Apple’s commission fee has valid business justifications. Although Apple’s notoriety comes from its selling of phones and laptops, it also provides services such as Apple Music, Apple TV Plus and Apple News Plus. Apple’s revenue derived from its app store makes up a large share of the revenue in the company’s “services” category. In 2019, nearly 40 percent of Apple’s total service revenue was from its fee taken on digital content sold through the App Store.
Not only that, but in fiscal quarter Q3 of 2020, 22 percent of the company’s overall revenue was generated by its app store revenue.
As a writer for The Verge puts it, “The 30 percent ‘Apple tax’ is the beating heart for Apple’s services business, which it has emphasized as growth as the iPhone business starts to slow.” Without this revenue, Apple’s upkeep of the App Store would be severely impacted.
Perhaps most importantly, the regulation of Apple’s fee, even for top developers like Spotify, could incentivize Apple to remove small businesses from its app store to avoid compliance. With much less revenue, Apple could find itself in a situation where the removal of less profitable apps would be necessary to maintain its store and other services. iOS users could lose the majority of the App Store’s nearly two million apps as a result of this policy, leaving developers severely disadvantaged or utterly unable to meet the consumer demand for their apps. Being removed from a market that has 500 million visitors per week and 1.5 billion devices as potential customers would be a disaster.
Since its inception in 2008, developers have been paid $320 billion through the App Store. The rate at which developers have been paid has grown over the years, showing that consumers are increasingly satisfied by developers’ content.
Apple’s payment processing system, which comes a result of its commission fee and its “anti-steering” policies, offers tangible benefits. As the American Consumer Institute (ACI) points out, Apple uses a highly sophisticated payment processing system that secures customers’ sensitive financial information and keeps it out of the hands of cybercriminals. Vendors can’t access that information, nor does Apple retain any of it. Customers also must authenticate every transaction.

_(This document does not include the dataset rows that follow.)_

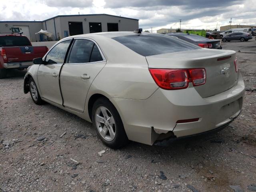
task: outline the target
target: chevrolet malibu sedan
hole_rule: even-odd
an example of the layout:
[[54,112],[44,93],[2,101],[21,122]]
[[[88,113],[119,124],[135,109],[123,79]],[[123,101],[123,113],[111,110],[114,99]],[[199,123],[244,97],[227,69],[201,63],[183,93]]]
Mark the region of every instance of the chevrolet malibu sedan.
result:
[[234,51],[136,32],[62,39],[34,59],[24,93],[92,122],[112,148],[219,130],[239,115],[244,85]]

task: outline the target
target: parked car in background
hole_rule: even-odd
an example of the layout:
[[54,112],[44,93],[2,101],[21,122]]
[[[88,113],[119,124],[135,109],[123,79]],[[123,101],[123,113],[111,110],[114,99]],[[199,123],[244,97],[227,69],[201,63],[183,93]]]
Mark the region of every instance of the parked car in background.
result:
[[34,62],[24,93],[92,122],[113,148],[219,130],[244,94],[235,52],[138,30],[68,37]]
[[227,35],[222,38],[222,41],[247,41],[248,40],[252,39],[252,34],[248,33],[239,32],[232,33],[230,35]]
[[252,28],[236,28],[234,29],[231,29],[224,32],[220,33],[220,35],[221,38],[222,38],[223,37],[226,36],[227,35],[230,35],[232,33],[238,33],[239,32],[244,32],[246,33],[251,33]]
[[166,35],[177,37],[203,48],[222,49],[220,40],[209,39],[199,35],[189,33],[167,33]]
[[252,29],[252,36],[256,35],[256,28]]
[[24,35],[0,35],[0,78],[6,77],[8,70],[28,68],[33,64],[33,59],[48,51],[46,46],[32,46]]

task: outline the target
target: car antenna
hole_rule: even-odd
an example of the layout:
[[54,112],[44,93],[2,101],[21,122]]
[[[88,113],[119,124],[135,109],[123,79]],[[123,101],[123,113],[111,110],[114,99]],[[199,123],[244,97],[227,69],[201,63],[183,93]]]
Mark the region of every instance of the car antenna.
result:
[[133,32],[136,33],[141,33],[142,30],[142,29],[136,29],[135,30],[133,31]]

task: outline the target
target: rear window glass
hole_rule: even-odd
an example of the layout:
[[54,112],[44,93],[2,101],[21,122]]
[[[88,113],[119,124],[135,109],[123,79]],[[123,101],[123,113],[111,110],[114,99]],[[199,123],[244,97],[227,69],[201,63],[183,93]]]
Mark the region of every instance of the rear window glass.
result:
[[[211,34],[210,35],[212,35]],[[208,40],[205,37],[199,36],[199,35],[187,35],[183,36],[185,38],[187,38],[193,41],[205,41],[205,40]]]
[[2,36],[0,37],[0,46],[30,46],[30,42],[26,37]]
[[132,35],[112,38],[145,56],[200,48],[177,38],[163,35]]

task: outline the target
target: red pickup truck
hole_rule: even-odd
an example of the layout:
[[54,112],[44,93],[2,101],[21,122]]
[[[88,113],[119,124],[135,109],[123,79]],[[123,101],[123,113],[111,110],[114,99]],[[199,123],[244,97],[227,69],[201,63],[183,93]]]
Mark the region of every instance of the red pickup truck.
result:
[[32,46],[24,35],[0,35],[0,78],[6,78],[9,69],[28,68],[33,59],[42,57],[47,51],[46,46]]

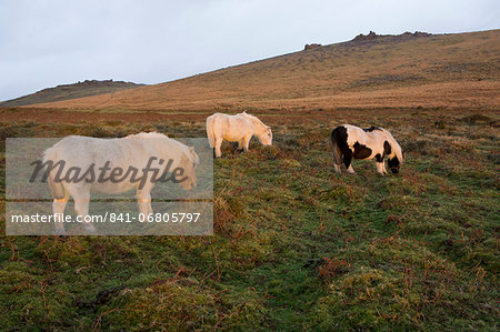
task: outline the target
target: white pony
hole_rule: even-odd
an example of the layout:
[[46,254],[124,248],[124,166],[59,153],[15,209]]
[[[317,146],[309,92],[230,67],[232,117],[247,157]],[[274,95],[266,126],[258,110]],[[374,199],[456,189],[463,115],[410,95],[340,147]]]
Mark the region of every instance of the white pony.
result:
[[[150,192],[154,179],[158,180],[163,171],[171,174],[172,170],[178,170],[182,173],[182,181],[177,183],[184,190],[193,189],[198,163],[199,158],[192,147],[157,132],[119,139],[70,135],[43,153],[43,167],[54,198],[54,217],[64,212],[68,199],[72,197],[74,211],[82,220],[89,212],[91,191],[117,194],[136,189],[139,212],[149,215],[152,213]],[[88,232],[96,233],[91,223],[83,225]],[[56,222],[56,231],[64,233],[62,222]]]
[[238,142],[238,150],[248,151],[252,135],[263,145],[271,145],[272,131],[253,115],[242,112],[236,115],[216,113],[207,118],[207,135],[211,148],[216,148],[216,157],[222,155],[222,141]]
[[403,152],[392,134],[383,128],[371,127],[361,129],[359,127],[342,124],[331,132],[331,143],[333,147],[333,159],[336,172],[340,173],[340,164],[347,168],[349,173],[354,173],[352,169],[352,158],[376,159],[377,172],[387,174],[384,158],[392,173],[398,173],[400,164],[403,162]]

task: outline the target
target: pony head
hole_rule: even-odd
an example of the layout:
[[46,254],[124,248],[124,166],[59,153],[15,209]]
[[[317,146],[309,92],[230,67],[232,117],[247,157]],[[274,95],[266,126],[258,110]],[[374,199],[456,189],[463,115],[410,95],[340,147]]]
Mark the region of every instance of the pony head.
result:
[[198,157],[197,152],[194,151],[193,147],[188,148],[188,152],[182,155],[180,168],[183,169],[184,173],[183,177],[186,178],[184,181],[179,182],[179,184],[184,190],[191,190],[197,188],[197,173],[196,173],[196,167],[200,163],[200,158]]
[[394,140],[391,144],[393,152],[388,155],[388,165],[392,173],[397,174],[399,172],[399,168],[403,161],[403,152],[401,147]]
[[263,130],[259,132],[257,137],[259,138],[259,141],[262,145],[271,145],[272,144],[271,127],[264,124]]

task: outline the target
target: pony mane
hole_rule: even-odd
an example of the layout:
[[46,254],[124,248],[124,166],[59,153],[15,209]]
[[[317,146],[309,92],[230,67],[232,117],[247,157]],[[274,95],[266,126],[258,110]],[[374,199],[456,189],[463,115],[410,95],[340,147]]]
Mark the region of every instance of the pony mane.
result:
[[389,140],[389,143],[391,144],[391,148],[394,150],[394,154],[396,157],[398,157],[399,162],[403,162],[403,157],[402,157],[402,149],[401,145],[398,143],[398,141],[392,137],[392,134],[387,131],[383,128],[379,128],[379,130],[381,130],[386,138]]

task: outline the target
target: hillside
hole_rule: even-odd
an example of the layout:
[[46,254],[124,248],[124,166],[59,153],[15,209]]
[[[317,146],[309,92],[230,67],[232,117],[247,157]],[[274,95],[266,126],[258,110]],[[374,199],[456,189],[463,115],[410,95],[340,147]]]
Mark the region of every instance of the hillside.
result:
[[3,101],[0,102],[0,107],[20,107],[42,102],[54,102],[61,100],[110,93],[120,90],[128,90],[143,85],[144,84],[136,84],[132,82],[113,81],[113,80],[106,80],[106,81],[87,80],[73,84],[61,84],[57,85],[56,88],[43,89],[36,93]]
[[500,30],[358,37],[172,82],[38,104],[63,109],[496,109]]

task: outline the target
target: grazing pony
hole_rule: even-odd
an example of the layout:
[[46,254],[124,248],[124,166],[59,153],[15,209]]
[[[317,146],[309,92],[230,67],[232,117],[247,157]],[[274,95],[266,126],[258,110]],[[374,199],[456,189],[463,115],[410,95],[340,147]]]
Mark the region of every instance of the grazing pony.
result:
[[[56,167],[62,162],[62,168]],[[177,183],[184,190],[193,189],[197,185],[194,168],[199,158],[192,147],[161,133],[141,132],[119,139],[70,135],[44,151],[43,163],[48,168],[46,172],[54,198],[54,215],[64,212],[66,203],[72,197],[74,211],[83,221],[89,212],[91,191],[118,194],[136,189],[139,212],[149,215],[152,213],[150,192],[154,179],[160,179],[163,172],[167,175],[171,170],[183,170],[182,181]],[[107,170],[104,173],[102,168]],[[138,181],[141,177],[143,182]],[[96,233],[92,223],[83,222],[83,225],[88,232]],[[64,233],[62,222],[56,222],[56,232]]]
[[399,172],[399,167],[403,161],[403,152],[392,134],[382,128],[371,127],[361,129],[359,127],[342,124],[331,132],[331,143],[333,147],[333,160],[336,172],[340,173],[340,164],[347,168],[349,173],[354,173],[352,169],[352,158],[377,160],[377,172],[384,175],[384,158],[392,173]]
[[238,150],[248,151],[252,135],[263,145],[271,145],[272,131],[253,115],[242,112],[236,115],[216,113],[207,118],[207,135],[211,148],[216,148],[216,157],[222,155],[222,141],[238,142]]

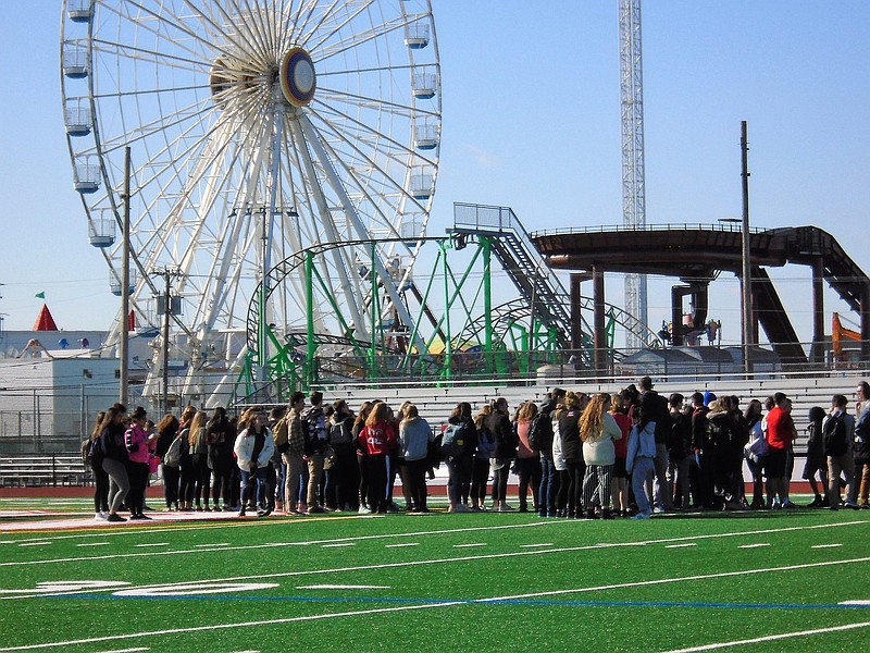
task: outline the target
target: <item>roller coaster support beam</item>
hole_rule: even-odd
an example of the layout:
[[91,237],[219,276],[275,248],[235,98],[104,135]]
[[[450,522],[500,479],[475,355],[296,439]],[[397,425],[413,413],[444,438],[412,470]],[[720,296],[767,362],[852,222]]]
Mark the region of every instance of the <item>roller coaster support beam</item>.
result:
[[824,260],[818,257],[812,263],[812,362],[824,362]]
[[605,307],[605,271],[600,266],[593,266],[593,306],[595,312],[595,334],[593,342],[595,346],[595,371],[604,372],[607,369],[607,331],[605,330],[605,318],[607,317]]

As a result of this sophisticated technology, it’s much safer (and more convenient) to give billing information to Apple than to every individual app developer. As Jessica Melugin at the Competitive Enterprise Institute succinctly sums it up, “If app stores were forced to let developers use the payment systems of their choice, Spotify might keep more money, but consumers will pay with less convenience, privacy and security.”
At any rate, Spotify’s complaints against Apple fail to recognize the benefits of its policies. Spotify’s circumvention of these policies amounts to a self-serving attempt to utilize Apple’s services without paying the costs. The company doesn’t want to pay to play the game on Apple’s court.
Since Spotify isn’t alone in its hot pursuit against Apple’s commission fee, this case represents a bigger battle — one that ultimately will influence Apple’s rights as a company, a key source of its revenue and, consequently, what its consumers will receive.
If Spotify’s efforts against Apple prevail, consumer privacy, security, convenience, productivity and entertainment could be choked. Rather than taking harmful decisive action against Apple, the European Commission should encourage innovation and fairness.